Yukarıda bahsedilen milyarder firmalarının her birisi uzay turizmi için ilk aşamada yıllık en az birkaç yüz uçuştan bahsediyorlar. Her bir roket kalkışında 300 ton karbondioksit salınımına sebep oluyor. Bu rakamın bir otomobil için yılda 4.6 ton olduğunu ve yetişkin bir ağacın bir yılda sadece 10 kg karbondioksit emebildiğini de buraya not düşelim. Elon Musk sanal para madencilerinin temiz enerji kullanmadıkları için havayı kirlettiklerini ve sanal paralarını satabileceğini söylemiş bir süre sonra da tam tersi bir paylaşım yaparak piyasada çift yönlü hareketlenmeye sebep olmuştu. Uzay seyahatleri havayı bu kadar kirletecek ve bu kirlilikteki en büyük pay bu manipülasyonları yapan milyarderin olacak. Tepelerindeki uzayda tepişen fillerin kirliliğinde boğulmadan kalabilen kargalar bile bu çelişkiye güler.

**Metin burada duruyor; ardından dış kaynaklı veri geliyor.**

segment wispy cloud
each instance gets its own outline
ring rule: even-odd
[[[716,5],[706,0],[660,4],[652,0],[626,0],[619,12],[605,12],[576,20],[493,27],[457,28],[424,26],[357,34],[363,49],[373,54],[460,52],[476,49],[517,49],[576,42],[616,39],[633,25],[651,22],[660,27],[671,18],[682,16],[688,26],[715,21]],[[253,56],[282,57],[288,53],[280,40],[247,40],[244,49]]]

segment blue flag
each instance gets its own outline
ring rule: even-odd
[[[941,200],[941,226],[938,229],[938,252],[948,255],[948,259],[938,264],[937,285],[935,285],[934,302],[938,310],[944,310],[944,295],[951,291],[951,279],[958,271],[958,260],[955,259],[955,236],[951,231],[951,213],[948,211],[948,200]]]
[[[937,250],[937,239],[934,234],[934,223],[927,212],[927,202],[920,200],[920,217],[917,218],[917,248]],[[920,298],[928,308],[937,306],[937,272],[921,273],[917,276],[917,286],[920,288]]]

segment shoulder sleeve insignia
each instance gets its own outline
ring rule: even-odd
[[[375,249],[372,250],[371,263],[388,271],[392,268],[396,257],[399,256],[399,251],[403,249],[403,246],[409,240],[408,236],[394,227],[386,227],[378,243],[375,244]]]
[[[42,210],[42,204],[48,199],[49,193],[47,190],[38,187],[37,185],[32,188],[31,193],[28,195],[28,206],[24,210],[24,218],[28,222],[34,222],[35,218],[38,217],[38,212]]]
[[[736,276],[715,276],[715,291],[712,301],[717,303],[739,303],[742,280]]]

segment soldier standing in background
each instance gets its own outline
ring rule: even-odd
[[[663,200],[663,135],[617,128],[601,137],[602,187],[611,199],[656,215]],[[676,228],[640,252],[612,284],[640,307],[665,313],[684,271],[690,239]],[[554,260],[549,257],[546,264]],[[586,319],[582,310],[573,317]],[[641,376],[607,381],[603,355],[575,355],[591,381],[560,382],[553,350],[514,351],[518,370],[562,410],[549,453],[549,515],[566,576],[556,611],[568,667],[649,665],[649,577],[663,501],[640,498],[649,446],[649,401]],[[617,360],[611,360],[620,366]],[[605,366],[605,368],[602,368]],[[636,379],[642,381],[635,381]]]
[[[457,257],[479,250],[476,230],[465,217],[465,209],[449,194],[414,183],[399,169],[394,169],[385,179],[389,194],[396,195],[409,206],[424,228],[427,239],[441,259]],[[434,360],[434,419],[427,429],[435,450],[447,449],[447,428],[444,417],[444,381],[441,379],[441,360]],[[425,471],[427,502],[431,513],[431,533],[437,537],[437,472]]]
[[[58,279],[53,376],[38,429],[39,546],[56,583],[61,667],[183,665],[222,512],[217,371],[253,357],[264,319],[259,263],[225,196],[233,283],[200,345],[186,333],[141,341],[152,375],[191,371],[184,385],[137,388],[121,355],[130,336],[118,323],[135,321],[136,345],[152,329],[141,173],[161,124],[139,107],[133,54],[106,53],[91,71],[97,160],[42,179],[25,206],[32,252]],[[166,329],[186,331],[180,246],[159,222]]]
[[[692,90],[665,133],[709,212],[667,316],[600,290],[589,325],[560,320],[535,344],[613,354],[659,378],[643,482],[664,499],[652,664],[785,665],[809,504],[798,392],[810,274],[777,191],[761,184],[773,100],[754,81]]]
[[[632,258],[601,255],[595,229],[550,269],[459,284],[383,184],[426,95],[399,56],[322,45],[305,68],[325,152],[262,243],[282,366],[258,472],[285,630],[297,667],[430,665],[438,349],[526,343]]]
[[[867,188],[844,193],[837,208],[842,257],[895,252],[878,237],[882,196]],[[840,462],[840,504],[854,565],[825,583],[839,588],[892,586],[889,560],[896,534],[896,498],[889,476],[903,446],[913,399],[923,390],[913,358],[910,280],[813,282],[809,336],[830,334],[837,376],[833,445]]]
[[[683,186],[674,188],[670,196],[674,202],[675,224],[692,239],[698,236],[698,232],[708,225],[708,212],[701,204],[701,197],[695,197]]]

Yıllarca turizme bacasız sanayi dendi. Bu seferki turizmin bacalarından epey koyu bir duman çıkacak gibi duruyor.
Her şeyden önemlisi henüz bu çalışmalara yön verecek, sınırlayacak, standart sağlayacak ne bir kanun var ne de bir anlaşma. Her şeyde olduğu gibi önce aç gözümüzü tatmin edip iş işten geçtikten sonra dünyayı, uzayı, sağlığımızı ve insanlığımızı nasıl kurtarırız diye kafa yormaya veya daha doğrusu kafa yoruyormuş gibi yapmaya başlamayı tercih ediyoruz.
Bu filmi bir yerlerden hatırlıyoruz ama buna benzer filmleri sayısız kere oynatacak bir dünya sahnesi kalmadı. Yakın bir gelecekte Mars’ta altına bütün gezegenlerin imza atacağı bir iklim anlaşması yapılsa dahi bizi kurtaramayacaktır.